Desses recursos, 50% seriam destinados ao pagamento por ordem cronológica, e os valores restantes a um sistema que combinava pagamentos por ordem crescente de valor, por meio de leilões ou em acordos diretos com credores. Dois anos depois, a Corte modulou os efeitos da decisão, para que tivesse validade a partir da sessão de 2013, além de detalhes sobre a remuneração dos créditos, formas alternativas de pagamento e a delegação do Conselho Nacional de Justiça  (CNJ) para que apresentasse proposta normativa sobre a matéria.

“Os modelos especiais para pagamento de precatórios afrontam a ideia central do Estado democrático direito, violam as garantias do livre e eficaz acesso ao Poder Judiciário, do devido processo legal e da duração razoável do processo e afrontam a autoridades das decisões judiciais, ao prolongar, compulsoriamente, o cumprimento de sentenças judiciais com trânsito em julgado”, afirmou na ocasião a ministra Rosa Weber, que integrou a corrente vencedora do julgamento.

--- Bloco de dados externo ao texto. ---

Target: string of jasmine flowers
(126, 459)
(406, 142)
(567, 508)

No próprio Congresso há insatisfação. Cumprindo período de quarentena, o presidente da Câmara usou o Twitter para se manifestar: “O governo e o Congresso precisam enfrentar o desafio de regulamentar o teto de gastos JÁ. Essa indefinição pode provocar mais uma crise que vai impactar a vida dos brasileiros, adiando ainda mais a recuperação econômica provocada pela pandemia”, escreveu Rodrigo Maia.

Para o líder do PSB, deputado Alessandro Molon (RJ), “o que o governo está fazendo é anunciando que não vai mais pagar em dia suas dívidas judiciais, fazendo uma enorme pedalada fiscal, de cerca de 20 a 30 bilhões por ano. Isso será uma bola de neve fiscal”, avaliou. “De nada vai adiantar alguém ganhar na Justiça contra a União, já que não vai receber em vida.”

Também o deputado Arnaldo Jardim, líder do Cidadania, classificou como “frágil” a proposta que cria o programa federal Renda Cidadã. Partidos de oposição, como PC do B e PT, criticaram a medida elaborada pelo governo.